What a good idea MPP Mike Mantha has to lobby the Ontario government for support for small (fewer than 100 users) municipal water treatment plants through a private member’s bill which, if successful, would move the yardstick on the matter from a lobbying effort to a position of policy.
The issue, at least on Manitoulin, has been prompted by the enormous additional burden the residents of Sunsite Estates, a subdivision within the Township of Assiginack, are expected to bear related to the cost of the water treatment plants that serve the limited number of users on their system.
This concern also applies to the residents of the Village of Sheguiandah who are serviced by the community’s water treatment plant (there are fewer than 85 of them) and the Village of South Baymouth that also supports a water treatment facility (and a sewage treatment plant too, in their case) with a small number of taxpayers paying the ever-increasing costs of maintaining and monitoring these systems.

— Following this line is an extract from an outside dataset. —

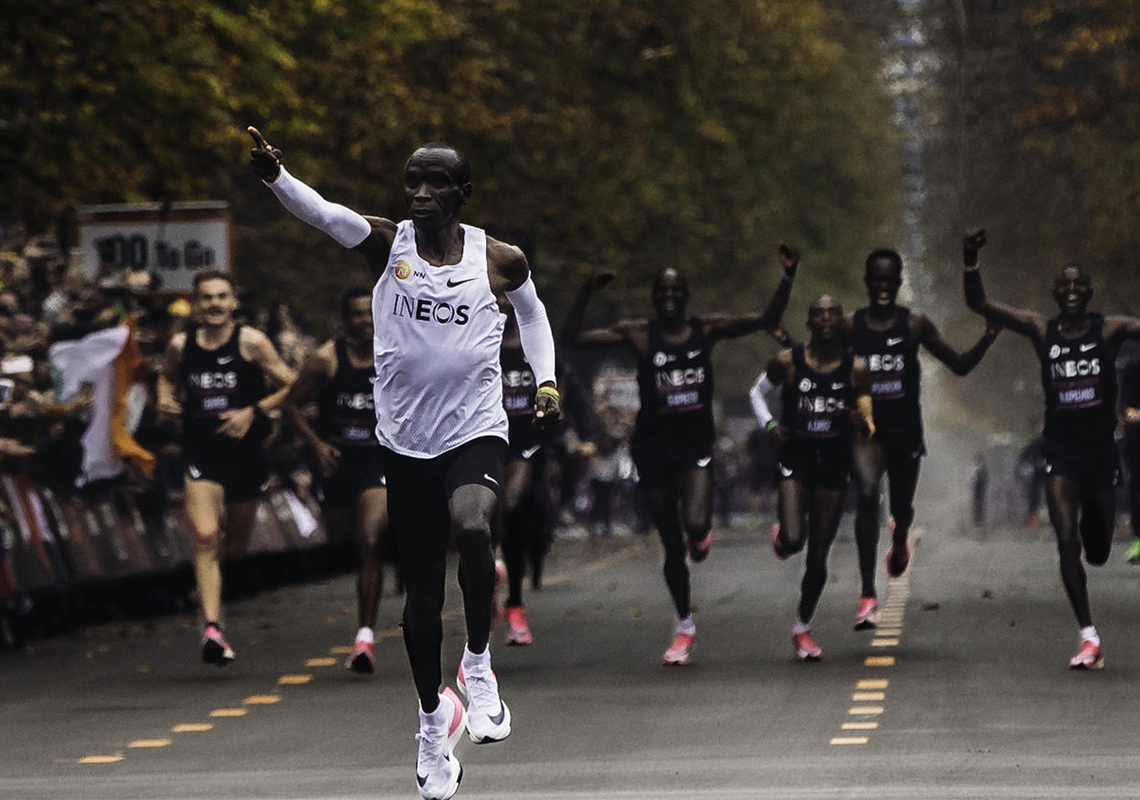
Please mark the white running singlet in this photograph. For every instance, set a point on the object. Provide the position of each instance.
(437, 348)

All of these plants had been in place prior to the event in Walkerton a dozen years ago where contaminated water killed a half-dozen residents of the community and permanently damaged the health of many others.
Although incompetence and mismanagement of the Walkerton water treatment plant were clearly shown to be the root cause of the tragedy in the subsequent enquiry, nevertheless the province mandated an immediate upgrade of existing facilities, large and small, and virtually every small municipality also moved away from the practice of monitoring their water treatment plants and water quality with their own staff because of liability issues (once again, think of Walkerton) and moved almost without exception to third-party outsourcing of this essential service.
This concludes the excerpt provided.